Gilmour sighs. "That's a pretty complicated question. I can't answer it." To put it another way: Is he an instinctive guitarist? "Polly says I speak through my guitar," he replies. He doesn't think about what he wants to achieve. He simply plays what feels right. According to his wife, author Polly Samson (63), he should always leave communication with others to his instrument, he says.
Since the falling out with Waters, Samson has written almost all of her husband's lyrics. She also seemed to be speaking for him when she condemned Waters, who supports BDS, a boycott campaign against Israel, on X, as, among other things, "thoroughly anti-Semitic," a "Putin sympathizer," and a "misogynistic, jealous megalomaniac." "Every word is demonstrably true," Gilmour tweeted afterward. He himself isn't usually one to make such bold statements.
On stage, the guitarist is taciturn, as the Rome recording underlines. For Gilmour, the sound is the star. He calls the musicians who accompanied him on his recent tour "the best band I've ever played in."
Better than Pink Floyd? Really? Because his 23-year-old daughter Romany sings background vocals? Because this band gives him "a sense of freedom," he says. The kind of security he's long lacked, it seems. He's never longed to be either the bandleader of Pink Floyd or a solo artist. "I've always preferred to be a part of something," he said before the release of "Luck and Strange," which he considers the best album he's made since 1973's worldwide bestseller "The Dark Side of the Moon" for the same reason. "I know not many people would agree."

Gilmour only plays Pink Floyd songs for the sake of his audience. He'd prefer to leave them out. Not because he doesn't love songs like "Wish You Were Here," he says, but because he's played them so many times. "I'd be happy if I didn't have to play them." But he's not that selfish. He knows that some songs have world-wonder status for his fans. And so, in his performances, he connects the times, for example, when the topic is aging and death.
In the intro to the 52-year-old "The Great Gig In The Sky," Gerry O'Driscoll, then the doorman at Abbey Road Studios, proclaimed: "Why should I be afraid of dying? There's no reason to be.

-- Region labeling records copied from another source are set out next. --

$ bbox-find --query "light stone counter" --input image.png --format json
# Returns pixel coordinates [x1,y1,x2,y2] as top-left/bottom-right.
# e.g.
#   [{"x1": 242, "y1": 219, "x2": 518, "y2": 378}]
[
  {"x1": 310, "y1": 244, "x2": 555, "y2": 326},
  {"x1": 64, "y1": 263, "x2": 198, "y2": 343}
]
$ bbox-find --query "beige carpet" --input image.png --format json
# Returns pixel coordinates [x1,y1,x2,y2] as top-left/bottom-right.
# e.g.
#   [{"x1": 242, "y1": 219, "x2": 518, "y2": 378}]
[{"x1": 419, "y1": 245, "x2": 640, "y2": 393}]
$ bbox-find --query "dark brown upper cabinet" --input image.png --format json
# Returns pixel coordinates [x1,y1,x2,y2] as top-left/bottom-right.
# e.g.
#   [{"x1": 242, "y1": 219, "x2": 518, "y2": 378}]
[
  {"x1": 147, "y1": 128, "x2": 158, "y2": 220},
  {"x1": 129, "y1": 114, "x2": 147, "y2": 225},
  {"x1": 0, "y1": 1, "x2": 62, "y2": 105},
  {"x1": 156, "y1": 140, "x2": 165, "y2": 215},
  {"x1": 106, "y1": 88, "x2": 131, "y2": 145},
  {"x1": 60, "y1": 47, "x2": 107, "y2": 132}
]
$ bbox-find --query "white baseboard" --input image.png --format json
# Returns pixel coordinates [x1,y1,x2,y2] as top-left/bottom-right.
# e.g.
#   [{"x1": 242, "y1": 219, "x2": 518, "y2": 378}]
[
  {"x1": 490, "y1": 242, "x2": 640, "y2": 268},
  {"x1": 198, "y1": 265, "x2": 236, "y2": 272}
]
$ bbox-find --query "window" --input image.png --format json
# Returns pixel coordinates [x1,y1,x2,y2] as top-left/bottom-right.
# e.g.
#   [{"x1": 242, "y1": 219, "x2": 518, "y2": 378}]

Someday, you have to go."
Gilmour sees it similarly. "We'll all go through this. We'll all cease to exist," he says. Of course, he's afraid, as most people probably are. But lines like those in "Scattered" help him fight back. "I'm standing in a river, bracing myself against the current, time's a tide that doesn't obey," he describes the inevitable fading in the song from 2024.
Gilmour and Waters are not the Gallaghers. There won't be an Oasis-like reunion. Substitute satisfaction is offered by countless cover bands like The Australian Pink Floyd Show or Brit Floyd. They remind us that albums like "The Wall" or "Animals" are still relevant today, in an age of new simplifiers, agitators, and enemies of democracy.
What does Gilmour think of the copies? How does he explain their enormous success? "There are many people in the world who would like to see Pink Floyd. But Pink Floyd won't come to them," he says. "These cover bands fulfill a valuable function." However, he would specifically encourage guitarists not to copy him note for note. "Guitarists should play the first six notes like I do and then free themselves from all constraints."